Pixel-Flo isn’t the only company working on this problem. Porotech in Cambridge raised £3 million in seed funding in 2021 and £15 million in Series A in 2022 to improve microLED display performance. Kubos Semiconductors got a £700,000 Innovate UK grant in 2023 to boost red microLED efficiency, and Smartkem received a £900,000 Innovate UK grant in 2024 for rollable, transparent displays.

While these companies focus on improving materials, Pixel-Flo is tackling the assembly process, which is the main bottleneck.

“Deep Tech is full of breakthrough technologies looking for a problem to solve. Pixel-Flo inverted that — an elegant solution to the bottleneck that has held microLED back, a display technology that outperforms on every metric. The syndicate around them reflects what the management team has already built,” says John Williams, general partner at SCVC.

“From my experience in displays and printed electronics, I know all too well how challenging it is to scale new display technologies.

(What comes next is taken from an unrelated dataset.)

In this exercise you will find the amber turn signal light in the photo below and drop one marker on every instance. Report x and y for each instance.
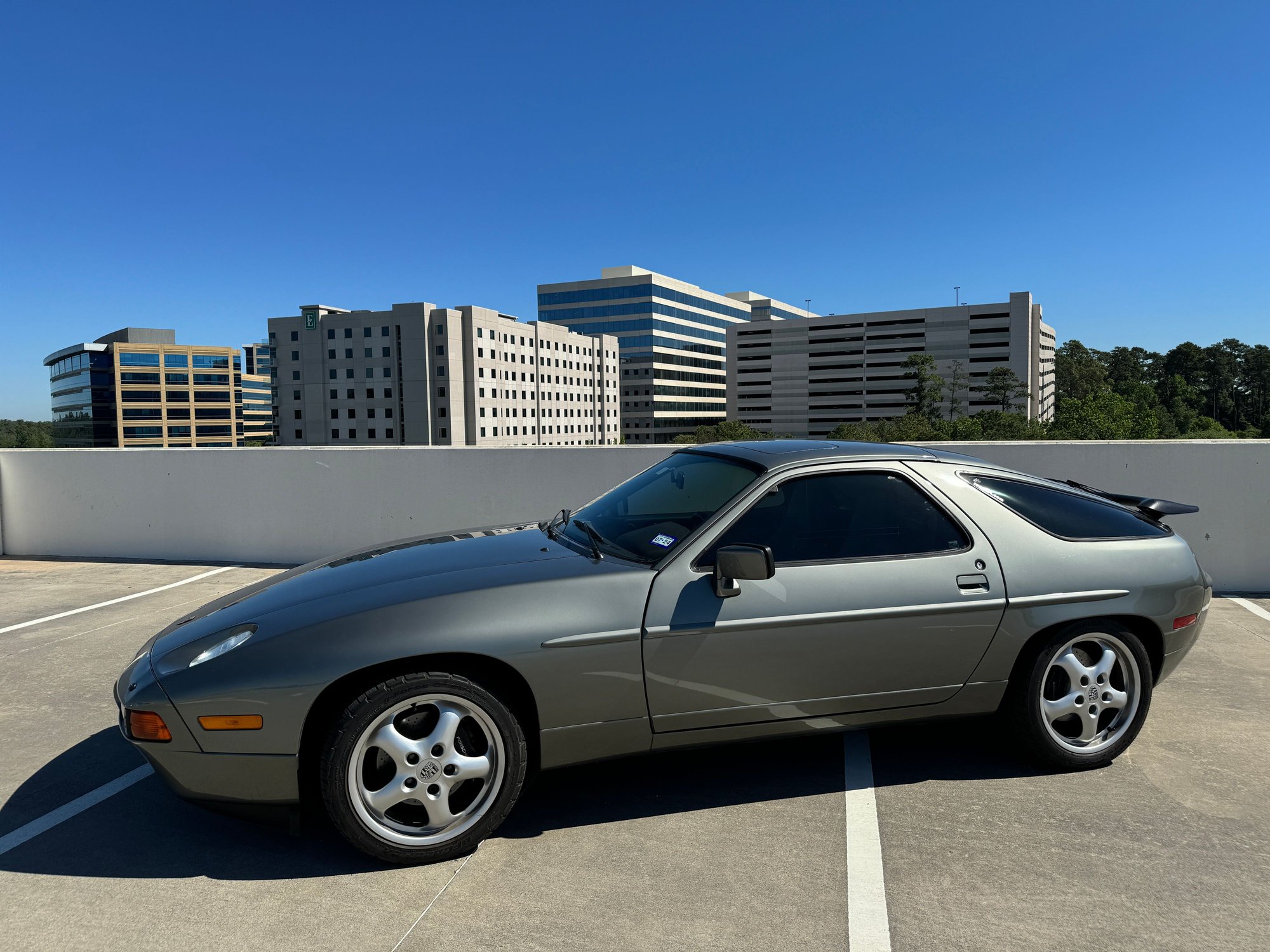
(147, 725)
(232, 723)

Pixel Flo’s approach targets precisely this critical bottleneck in the micro-LED market — and this team has what it takes to deliver a key technology for the next generation of displays,” adds Anne Umbach, senior investment manager at HTGF.

“Pixel-Flo is a great example of the deep-tech innovation with global ambitions emerging from the Northern Arc that Northern Gritstone strives to support. As a graduate of our NG Studios venture building program, the company combines world-class science with a clear path to commercial impact. By developing a scalable, lower-cost solution, Pixel-Flo’s MicroLED mass transfer assembly process has the potential to unlock MicroLED displays for the mass market,” says Duncan Johnson, chief executive of Northern Gritstone, whose firm has also backed Sheffield’s Sitehop and recently closed a £20 million round of its own backed by the British Business Bank.

What’s coming up next

Pixel-Flo plans to use the funding to move from lab development to industrial scale-up, grow its team, and relocate to new lab and office spaces. The company has named Sanger Hsu, who is based in Taiwan, as vice president of business development to connect with display manufacturers in Asia, where most panels are made.

The adoption of Pixel-Flo’s process as the industry standard for mass transfer will depend on its performance in manufacturers’ production lines rather than in laboratory settings.